Logistic Regression to support multiple classes directly

Question

My Understanding is Softmax Regression is generalization of Logistic Regression to support multiple classes .

Softmax Regression model first computes a score for each class then estimates the probability of each class by applying the softmax function to the scores.

Each class has its own dedicated parameter vector

My question : Why can't we use Logistic Regression to classify to multiple classes in a much simpler way like if probability is 0 to 0.3 then Class A ; 0.3 to 0.6 then Class B : 0.6 to 0.9 then Class C etc.

Why separate coefficient vector is always needed ?

I'm new to ML . Not sure if this question is due to lack of any fundamental concept understanding .

Answer 1

First up, in terms of terminology, I'd say a more established terminology is multinomial logistic regression.

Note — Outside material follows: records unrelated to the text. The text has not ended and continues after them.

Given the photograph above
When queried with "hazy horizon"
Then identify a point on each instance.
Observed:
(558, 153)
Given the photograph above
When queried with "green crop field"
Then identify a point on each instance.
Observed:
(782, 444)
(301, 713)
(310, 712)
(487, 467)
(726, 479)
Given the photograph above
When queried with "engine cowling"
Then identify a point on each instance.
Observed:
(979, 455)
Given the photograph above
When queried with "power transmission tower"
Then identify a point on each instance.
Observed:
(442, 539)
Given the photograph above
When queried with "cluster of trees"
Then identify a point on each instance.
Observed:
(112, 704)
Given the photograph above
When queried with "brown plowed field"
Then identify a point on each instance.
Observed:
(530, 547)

Softmax function is a natural choice for computing probabilities because it corresponds to MLE. Cross-entropy loss has a probabilistic interpretation as well - that's the "distance" between two distributions (output and target). What you suggest is to discriminate classes in an artificial way - output a binary distribution and somehow compare it to a multi-class distribution. In theory, it is possible and may work, but surely has drawbacks. For example, it is harder to train.

Suppose the output is 0.2 (i.e. class A) and the ground truth is class B. You'd like to tell the network to shift towards a higher value. Next time, the output is 0.7 - the network actually learned and moved in the right direction, but you punish it again. In fact, there are unstable points (0.3 and 0.6 in your example) that the network need time to learn as critical ones. Two values - 0.2999999 and 0.3000001 are almost indistinguishable for the network, but they determine if the result is correct or not.

In general, output as a probability distribution is always better than direct discrimination, because it gives more information.